There's a trick to using Hash.new
In my previous post on hashes I showed that in Ruby you can create a hash with a static default value. Here’s the example I used in that post:
dog_counts = Hash.new(0)
# => {}
[
"doberman",
"dachshund",
"doberman",
"doberman",
"whippet",
"labrador"
].each do |dog_seen|
dog_counts[dog_seen] += 1
end
dog_counts
# => {"doberman"=>3, "dachshund"=>1, "whippet"=>1, "labrador"=>1}
Grouping Dogs By Breed
This pattern works great for counting dogs, but it can get you into trouble if you’re trying to group them. Let’s look at a second example:
dogs_by_type = Hash.new([])
[
{type: "whippet", name: "Roxie"},
{type: "rhodesian", name: "Cessna"},
{type: "alsatian", name: "Daeva"},
].each do |dog|
dog_type = dog[:type]
# The assignment here is because accessing default values doesn't set them in
# the hash, see: https://jarednorman.ca/hash-new-with-a-block
dogs_by_type[dog_type] = dogs_by_type[dog_type] << dog[:name]
end
Do you see the bug? Hint for Python programmers: it’s the same issue default argument values have in Python. Let’s take a look at value of dogs_by_type
:
{"whippet" => ["Roxie", "Cessna", "Daeva"],
"weimaraner" => ["Roxie", "Cessna", "Daeva"],
"rhodesian" => ["Roxie", "Cessna", "Daeva"],
"alsatian" => ["Roxie", "Cessna", "Daeva"]}
We meant to set the default value for this hash to an array, but we actually set the default value to the one, specific array that we passed in. Every time we accessed a key that wasn’t set yet we got the same array and then mutated (changed) it. As a result all the keys in the hash get set to the same array. Here’s an example that demonstrates this more explicitly:
my_array = [3, 2, 1]
my_hash = Hash.new(my_array)
my_array.sort!
my_hash[:some_key]
#=> [1, 2, 3]
Better Grouping
The solution is to use the block syntax from that blog post that I keep linking you to. That might look something like this:
dogs_by_type = Hash.new { [] }
[
{type: "whippet", name: "Roxie"},
{type: "rhodesian", name: "Cessna"},
{type: "alsatian", name: "Daeva"},
].each do |dog|
dog_type = dog[:type]
dogs_by_type[dog_type] = dogs_by_type[dog_type] << dog[:name]
end
dogs_by_type
#=> {"whippet"=>["Roxie"], "rhodesian"=>["Cessna"], "alsatian"=>["Daeva"]}
This gets you the right result, but we can use our learnings from that other post to also assign the default value inside of the block we pass in when creating the hash.
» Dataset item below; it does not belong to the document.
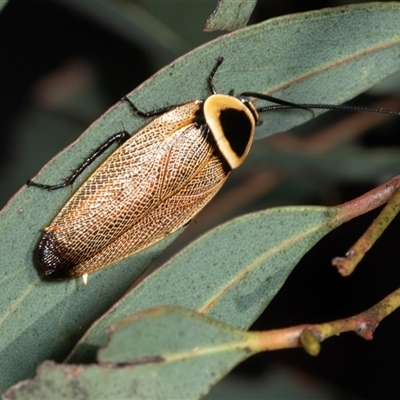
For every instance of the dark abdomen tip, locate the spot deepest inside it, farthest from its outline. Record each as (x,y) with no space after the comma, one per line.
(54,258)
dogs_by_type = Hash.new { |hash, key| hash[key] = [] }
[
{type: "whippet", name: "Roxie"},
{type: "rhodesian", name: "Cessna"},
{type: "alsatian", name: "Daeva"},
].each do |dog|
dogs_by_type[dog[:type]] << dog[:name]
end
That cleans things up significantly by getting rid of that extra assignment. You could even go one step further and write the logic in a more “functional” style:
[
{type: "whippet", name: "Roxie"},
{type: "rhodesian", name: "Cessna"},
{type: "alsatian", name: "Daeva"},
].group_by { |dog|
dog[:type]
}.transform_values { |dogs|
dogs.map { |dog|
dog[:name]
}
}
Now we never even create a hash with a default value!
Conclusion
There are three things you should take away from this article:
- Dogs are good.
- Hashes can have default values in Ruby, but make sure you create them dynamically if you’re going to mutate them.
- Sometimes you can lean on Ruby’s
Enumerable
methods and you won’t even need to make a hash with a default value. That said, the code you end up with might not communicate what you’re trying to do as clearly. It’s a judgement call.